This is a prime example of a book that rather outstays its welcome. I enjoyed the story of how Claire picks her life up again three years after the sudden and tragic death of her husband, but it didn’t particularly grip me, and it went on for too long in the end. The loss of 100 pages or so would have made it a sharper and more interesting novel. And losing those pages would have meant the badly written and unbelievable scene in the art gallery would thankfully have vanished …
That said, it’s a light and easy read, though it’s certainly not top notch O’Flanagan. She’s written better stories.

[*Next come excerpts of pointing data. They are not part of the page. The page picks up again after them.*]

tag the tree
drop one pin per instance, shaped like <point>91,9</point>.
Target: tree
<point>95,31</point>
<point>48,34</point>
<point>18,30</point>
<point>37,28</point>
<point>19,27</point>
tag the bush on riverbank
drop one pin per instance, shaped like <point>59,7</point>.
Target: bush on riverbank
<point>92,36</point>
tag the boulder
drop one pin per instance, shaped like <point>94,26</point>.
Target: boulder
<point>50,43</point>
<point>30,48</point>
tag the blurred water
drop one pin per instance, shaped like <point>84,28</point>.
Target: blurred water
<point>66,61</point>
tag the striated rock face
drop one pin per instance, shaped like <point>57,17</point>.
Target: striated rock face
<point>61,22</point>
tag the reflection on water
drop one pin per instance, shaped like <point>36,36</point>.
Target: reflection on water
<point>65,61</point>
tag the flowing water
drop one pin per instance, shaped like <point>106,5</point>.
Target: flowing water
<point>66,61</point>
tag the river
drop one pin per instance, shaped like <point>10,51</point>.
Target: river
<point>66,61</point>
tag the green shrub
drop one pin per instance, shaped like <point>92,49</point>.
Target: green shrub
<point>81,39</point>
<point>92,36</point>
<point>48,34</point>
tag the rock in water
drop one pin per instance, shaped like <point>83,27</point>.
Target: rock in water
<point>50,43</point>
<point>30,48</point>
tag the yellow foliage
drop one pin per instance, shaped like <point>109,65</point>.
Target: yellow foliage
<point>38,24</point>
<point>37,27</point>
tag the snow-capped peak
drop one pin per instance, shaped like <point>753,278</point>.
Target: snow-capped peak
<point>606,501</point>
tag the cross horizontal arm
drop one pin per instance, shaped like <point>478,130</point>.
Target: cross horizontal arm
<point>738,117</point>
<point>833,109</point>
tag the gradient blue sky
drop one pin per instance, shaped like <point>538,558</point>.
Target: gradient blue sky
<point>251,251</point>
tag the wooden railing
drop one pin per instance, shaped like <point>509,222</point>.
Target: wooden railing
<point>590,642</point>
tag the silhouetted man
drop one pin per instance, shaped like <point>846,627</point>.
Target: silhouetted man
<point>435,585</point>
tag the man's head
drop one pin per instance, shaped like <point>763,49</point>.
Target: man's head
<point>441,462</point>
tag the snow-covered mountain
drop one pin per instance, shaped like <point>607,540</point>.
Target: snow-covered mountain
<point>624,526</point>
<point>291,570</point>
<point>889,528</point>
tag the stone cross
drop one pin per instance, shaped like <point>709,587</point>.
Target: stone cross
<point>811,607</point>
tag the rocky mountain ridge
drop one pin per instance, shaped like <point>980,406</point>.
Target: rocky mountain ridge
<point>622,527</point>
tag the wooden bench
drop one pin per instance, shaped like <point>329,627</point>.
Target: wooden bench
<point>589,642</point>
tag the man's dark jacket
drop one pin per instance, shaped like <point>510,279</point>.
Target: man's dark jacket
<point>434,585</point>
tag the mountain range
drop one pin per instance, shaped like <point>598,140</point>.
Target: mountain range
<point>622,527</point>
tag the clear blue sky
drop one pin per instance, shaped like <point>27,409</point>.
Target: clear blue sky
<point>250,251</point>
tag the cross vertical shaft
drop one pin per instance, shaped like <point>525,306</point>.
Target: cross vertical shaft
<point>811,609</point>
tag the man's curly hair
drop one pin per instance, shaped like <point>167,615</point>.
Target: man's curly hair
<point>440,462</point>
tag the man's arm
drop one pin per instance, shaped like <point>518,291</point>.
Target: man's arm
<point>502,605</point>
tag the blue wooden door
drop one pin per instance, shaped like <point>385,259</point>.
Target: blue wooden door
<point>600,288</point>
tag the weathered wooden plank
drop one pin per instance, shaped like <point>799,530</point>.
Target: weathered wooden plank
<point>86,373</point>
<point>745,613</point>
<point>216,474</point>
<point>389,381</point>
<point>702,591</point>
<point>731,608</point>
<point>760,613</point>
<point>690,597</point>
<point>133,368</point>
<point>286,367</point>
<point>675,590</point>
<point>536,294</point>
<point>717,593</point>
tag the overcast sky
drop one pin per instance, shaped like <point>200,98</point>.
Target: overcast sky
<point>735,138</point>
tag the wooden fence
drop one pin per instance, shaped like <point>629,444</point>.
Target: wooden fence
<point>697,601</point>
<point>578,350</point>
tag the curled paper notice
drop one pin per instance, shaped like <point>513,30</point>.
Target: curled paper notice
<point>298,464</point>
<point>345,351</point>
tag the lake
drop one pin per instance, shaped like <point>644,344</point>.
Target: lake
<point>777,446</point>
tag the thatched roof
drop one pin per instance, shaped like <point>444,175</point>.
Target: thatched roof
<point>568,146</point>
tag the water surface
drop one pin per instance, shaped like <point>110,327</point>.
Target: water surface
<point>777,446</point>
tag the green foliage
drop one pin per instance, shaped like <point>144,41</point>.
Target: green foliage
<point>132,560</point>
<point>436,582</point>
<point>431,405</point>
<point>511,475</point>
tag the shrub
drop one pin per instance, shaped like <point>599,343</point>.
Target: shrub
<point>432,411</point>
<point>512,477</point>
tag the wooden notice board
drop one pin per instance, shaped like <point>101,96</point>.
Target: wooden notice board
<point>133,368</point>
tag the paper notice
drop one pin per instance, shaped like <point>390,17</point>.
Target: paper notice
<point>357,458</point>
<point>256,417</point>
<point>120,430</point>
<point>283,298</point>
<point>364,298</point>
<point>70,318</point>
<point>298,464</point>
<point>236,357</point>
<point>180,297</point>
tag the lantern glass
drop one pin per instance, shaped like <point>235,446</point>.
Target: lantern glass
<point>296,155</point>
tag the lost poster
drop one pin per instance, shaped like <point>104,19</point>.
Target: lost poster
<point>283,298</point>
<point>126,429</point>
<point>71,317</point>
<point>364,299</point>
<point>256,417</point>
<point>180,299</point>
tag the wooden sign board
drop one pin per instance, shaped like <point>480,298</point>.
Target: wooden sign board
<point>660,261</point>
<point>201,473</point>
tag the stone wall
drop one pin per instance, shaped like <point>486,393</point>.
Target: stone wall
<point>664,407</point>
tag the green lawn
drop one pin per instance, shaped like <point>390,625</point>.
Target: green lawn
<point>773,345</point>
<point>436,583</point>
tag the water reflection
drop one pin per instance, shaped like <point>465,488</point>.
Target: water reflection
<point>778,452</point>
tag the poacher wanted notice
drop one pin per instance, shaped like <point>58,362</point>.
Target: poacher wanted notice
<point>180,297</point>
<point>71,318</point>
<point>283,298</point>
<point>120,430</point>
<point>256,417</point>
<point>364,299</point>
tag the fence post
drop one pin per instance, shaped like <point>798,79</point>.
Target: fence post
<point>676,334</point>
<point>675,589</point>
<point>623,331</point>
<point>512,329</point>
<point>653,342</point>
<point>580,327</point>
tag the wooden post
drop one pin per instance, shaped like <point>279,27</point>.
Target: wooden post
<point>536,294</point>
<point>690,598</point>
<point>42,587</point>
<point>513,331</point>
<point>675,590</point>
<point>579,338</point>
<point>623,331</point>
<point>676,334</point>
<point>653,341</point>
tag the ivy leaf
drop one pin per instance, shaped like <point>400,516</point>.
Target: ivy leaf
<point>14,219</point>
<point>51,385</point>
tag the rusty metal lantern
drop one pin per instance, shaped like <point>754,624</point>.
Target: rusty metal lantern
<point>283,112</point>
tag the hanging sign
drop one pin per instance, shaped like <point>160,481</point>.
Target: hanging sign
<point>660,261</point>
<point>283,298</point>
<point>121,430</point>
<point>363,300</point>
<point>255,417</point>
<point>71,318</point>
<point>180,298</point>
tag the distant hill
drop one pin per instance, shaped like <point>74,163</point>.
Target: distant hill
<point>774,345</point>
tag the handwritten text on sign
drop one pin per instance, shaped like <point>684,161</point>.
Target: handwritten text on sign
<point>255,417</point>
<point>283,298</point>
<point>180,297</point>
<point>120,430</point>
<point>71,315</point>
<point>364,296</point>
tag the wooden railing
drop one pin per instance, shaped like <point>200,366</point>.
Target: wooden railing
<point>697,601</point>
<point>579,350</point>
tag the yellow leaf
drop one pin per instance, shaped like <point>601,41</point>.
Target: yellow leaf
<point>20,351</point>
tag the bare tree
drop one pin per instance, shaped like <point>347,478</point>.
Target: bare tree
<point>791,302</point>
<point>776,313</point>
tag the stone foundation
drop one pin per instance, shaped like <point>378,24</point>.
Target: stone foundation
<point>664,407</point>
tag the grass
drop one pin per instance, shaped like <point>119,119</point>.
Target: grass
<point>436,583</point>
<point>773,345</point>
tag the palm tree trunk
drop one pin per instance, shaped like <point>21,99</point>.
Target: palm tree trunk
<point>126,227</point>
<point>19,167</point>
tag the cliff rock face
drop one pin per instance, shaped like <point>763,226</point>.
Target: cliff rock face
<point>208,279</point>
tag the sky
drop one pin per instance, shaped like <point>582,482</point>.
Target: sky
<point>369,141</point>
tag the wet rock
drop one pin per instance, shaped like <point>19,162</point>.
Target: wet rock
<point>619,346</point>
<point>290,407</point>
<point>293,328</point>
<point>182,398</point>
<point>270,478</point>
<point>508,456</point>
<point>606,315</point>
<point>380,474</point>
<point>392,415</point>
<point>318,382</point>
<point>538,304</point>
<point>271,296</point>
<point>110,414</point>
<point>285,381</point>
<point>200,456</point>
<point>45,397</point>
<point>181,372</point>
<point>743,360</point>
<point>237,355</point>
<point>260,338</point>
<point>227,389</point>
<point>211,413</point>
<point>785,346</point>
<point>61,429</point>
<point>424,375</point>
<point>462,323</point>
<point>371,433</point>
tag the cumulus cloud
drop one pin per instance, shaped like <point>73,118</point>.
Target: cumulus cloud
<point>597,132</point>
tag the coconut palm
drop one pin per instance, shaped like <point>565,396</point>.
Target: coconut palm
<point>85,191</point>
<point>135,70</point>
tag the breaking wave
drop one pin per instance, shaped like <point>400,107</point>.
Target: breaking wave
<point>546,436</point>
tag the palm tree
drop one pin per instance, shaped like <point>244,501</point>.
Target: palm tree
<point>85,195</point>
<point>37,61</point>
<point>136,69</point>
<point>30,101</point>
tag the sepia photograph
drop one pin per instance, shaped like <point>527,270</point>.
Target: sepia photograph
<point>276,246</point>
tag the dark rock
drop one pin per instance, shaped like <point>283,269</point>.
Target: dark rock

The problems for me were the rather irritating perfection of the dead husband, as I simply didn’t believe they were soulmates from the age of 14 and our heroine never needed to explain things to him as he was so in tune with her. Harrumph! It all sounds very unlikely to me. I also didn’t really get any spark between the heroine and her new potential boyfriend. Yes, they get together in the end (after a fashion), as you’d expect in a romance novel, but I wasn’t that bothered about them.
I was far more gripped by the story of Eavan, the best friend, and her husband, and how they deal with living with alcoholism and redundancy. It was far more interesting, and with a better plot line. I also loved Claire's daughter, Georgia, and felt she deserved her own stand-alone novel for sure. The scene where she’s far more aware of dating etiquette than her mother was expertly done.
So, all in all, not vintage O’Flanagan but, as I say, it’s easy reading.
Verdict: 3 stars. A welcome outstayed.